Le Caïman - La Révolution en Charentaises

Le Caïman

dimanche 6 août 2006, par Onno Maxada / 7343 visites

Si vous voulez voir un documentaire sur le mafioso ventripotent qui dirigeait l’Italie jusqu’en mai 2006, vous serez déçus par le Caïman mais vous passerez quand même un bon moment de cinéma. Le Caïman retrace surtout le chemin de croix du producteur d’un film sur Berlusconi.

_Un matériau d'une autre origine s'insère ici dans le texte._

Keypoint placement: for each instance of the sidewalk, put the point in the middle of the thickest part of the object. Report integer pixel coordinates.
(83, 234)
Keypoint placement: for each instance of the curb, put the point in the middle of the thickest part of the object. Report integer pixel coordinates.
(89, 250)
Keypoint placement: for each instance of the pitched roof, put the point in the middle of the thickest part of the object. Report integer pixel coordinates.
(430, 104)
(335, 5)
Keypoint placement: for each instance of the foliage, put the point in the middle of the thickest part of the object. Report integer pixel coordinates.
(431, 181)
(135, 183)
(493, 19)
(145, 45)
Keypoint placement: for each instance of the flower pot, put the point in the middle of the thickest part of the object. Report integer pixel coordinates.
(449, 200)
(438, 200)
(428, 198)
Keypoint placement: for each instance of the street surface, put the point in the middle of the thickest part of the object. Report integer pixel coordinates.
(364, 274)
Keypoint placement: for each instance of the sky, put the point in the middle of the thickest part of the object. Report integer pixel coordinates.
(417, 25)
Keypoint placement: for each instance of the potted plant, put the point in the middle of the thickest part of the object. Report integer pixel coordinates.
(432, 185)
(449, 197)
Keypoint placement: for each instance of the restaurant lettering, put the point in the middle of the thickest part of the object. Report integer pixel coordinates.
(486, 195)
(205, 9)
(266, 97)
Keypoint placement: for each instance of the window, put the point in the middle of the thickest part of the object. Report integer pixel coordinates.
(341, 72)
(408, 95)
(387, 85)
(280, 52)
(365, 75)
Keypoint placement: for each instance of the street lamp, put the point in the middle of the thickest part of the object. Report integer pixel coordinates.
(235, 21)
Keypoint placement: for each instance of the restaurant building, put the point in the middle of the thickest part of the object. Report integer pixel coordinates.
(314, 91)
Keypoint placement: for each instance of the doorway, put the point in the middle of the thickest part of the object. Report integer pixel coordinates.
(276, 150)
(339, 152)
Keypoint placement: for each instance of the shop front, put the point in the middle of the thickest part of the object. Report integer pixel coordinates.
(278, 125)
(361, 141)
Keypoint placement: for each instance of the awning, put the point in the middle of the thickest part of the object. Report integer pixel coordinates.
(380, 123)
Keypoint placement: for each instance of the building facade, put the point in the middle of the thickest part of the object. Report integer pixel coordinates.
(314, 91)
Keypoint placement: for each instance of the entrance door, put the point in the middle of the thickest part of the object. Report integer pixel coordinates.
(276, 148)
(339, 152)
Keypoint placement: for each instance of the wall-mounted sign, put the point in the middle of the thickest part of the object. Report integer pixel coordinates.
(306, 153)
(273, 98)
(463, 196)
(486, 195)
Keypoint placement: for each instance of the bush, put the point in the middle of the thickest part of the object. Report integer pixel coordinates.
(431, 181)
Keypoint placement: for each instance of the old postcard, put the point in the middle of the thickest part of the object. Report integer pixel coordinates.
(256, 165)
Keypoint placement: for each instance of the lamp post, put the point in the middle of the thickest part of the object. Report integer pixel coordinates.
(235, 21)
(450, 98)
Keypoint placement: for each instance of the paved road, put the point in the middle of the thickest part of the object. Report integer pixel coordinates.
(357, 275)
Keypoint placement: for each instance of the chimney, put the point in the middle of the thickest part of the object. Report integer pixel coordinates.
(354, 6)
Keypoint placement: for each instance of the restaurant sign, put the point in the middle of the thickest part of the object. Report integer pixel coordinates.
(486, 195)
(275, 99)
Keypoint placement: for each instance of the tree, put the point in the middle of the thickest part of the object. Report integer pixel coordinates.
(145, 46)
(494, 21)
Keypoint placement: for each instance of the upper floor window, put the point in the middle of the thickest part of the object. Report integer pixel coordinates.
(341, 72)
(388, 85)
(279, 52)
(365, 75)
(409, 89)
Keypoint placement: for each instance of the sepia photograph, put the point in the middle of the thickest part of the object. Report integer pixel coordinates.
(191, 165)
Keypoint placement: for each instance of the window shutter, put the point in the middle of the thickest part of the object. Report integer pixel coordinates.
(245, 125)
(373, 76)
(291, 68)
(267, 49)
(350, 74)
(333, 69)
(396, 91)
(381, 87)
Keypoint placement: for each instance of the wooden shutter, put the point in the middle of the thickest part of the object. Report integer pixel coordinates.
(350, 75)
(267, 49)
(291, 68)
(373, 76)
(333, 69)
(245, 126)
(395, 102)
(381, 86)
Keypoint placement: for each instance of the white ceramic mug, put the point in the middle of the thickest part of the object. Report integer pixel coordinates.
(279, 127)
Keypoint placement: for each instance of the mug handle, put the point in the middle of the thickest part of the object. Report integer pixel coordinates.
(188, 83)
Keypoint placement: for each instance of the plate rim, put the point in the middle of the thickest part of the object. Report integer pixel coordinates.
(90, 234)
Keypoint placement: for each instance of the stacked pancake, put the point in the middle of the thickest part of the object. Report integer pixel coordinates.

Pour notre plus grand plaisir, le magnat de la presse et ex-Président du Conseil italien sort passablement abîmé de cette mise en abîmes cinématographique.

Compte tenu des convictions de Nanni Moretti, réalisateur résolument ancré à gauche et violemment opposé à Berlusconi (il a notamment été l’instigateur de manifestations monstres contre le mafioso en chef en 2002), on pouvait espérer un véritable brûlot. Contre toute attente, le Caïman est une comédie dramatique douce amère qui relègue Berlusconi au rang de personnage secondaire tout en lui taillant un sérieux costard.

Le vrai héros, c’est Bruno Bonomo. Grand pourfendeur de la "dictature de cinéma d’auteur", producteur de navets fascisants dans les années 70, Bruno est au bout du rouleau. Son mariage comme son entreprise sont à la limite du dépôt de bilan. Pas vraiment sympathique au début du film, il gagne peu à peu le respect du spectateur à mesure qu’il reconquiert sa propre dignité. La raison de ce revirement spectaculaire ? Un scénario que lui apporte - parce qu’il est le dernier sur la liste - une jeune réalisatrice révoltée par la toute puissance de Berlusconi.

Le caïmanAlors qu’il pensait se lancer dans la production d’un film d’action (!), Bruno réalise progressivement qu’il s’apprête à mettre sur pieds un film engagé du type de ceux auxquels il s’est toujours opposé. Nanni Moretti réussit le tour de force de nous faire croire à l’histoire improbable de cet électeur de Berlusconi qui finit par investir toute son énergie et tous ses biens dans un film de combat contre le Président du Conseil (qui s’avère être aussi le premier producteur et distributeur de cinéma en Italie). La clef du succès réside dans une subtile combinaison de questionnements intimes et de questionnements politiques. Le Caïman est l’histoire d’une lutte pour la dignité d’un homme qui se transforme en bataille pour la dignité d’un pays. L’Italie est trop fière pour continuer plus longtemps de s’entendre qualifier "d’Italie d’opérette" et se faire ridiculiser devant le monde entier. A ce sujet, quelques images d’archives sur les saillies berlusconiennes sont décapantes et font passer Chirac (notre Berlusconi tricolore) pour un enfant de choeur.

Comme le fait remarquer l’un des personnages du film, on sait déjà tout de Berlusconi : ses fraudes fiscales, ses relations avec la mafia, ses alliances avec l’extrême-droite, sa main - mise sur les médias, et même son lifting et ses implants capillaires ! Pourtant, son histoire doit être racontée. Non seulement parce qu’elle est juste, mais aussi et surtout parce que la saine indignation qu’elle suscite (par exemple chez la femme de ménage/secrétaire de Bruno) constitue l’ultime rempart de la démocratie contre les dérives autoritaires et l’affairisme. Nanni Moretti avait misé beaucoup d’espoirs sur le Caïman en faisant sortir le film au moment des législatives italiennes. Peut-être a-t-il contribué aux 24 000 voix qui ont permis de mettre Berlusconi à la porte. Grazie Nanni !

Le Caïman (Il caimano), de Nanni Moretti, 2006.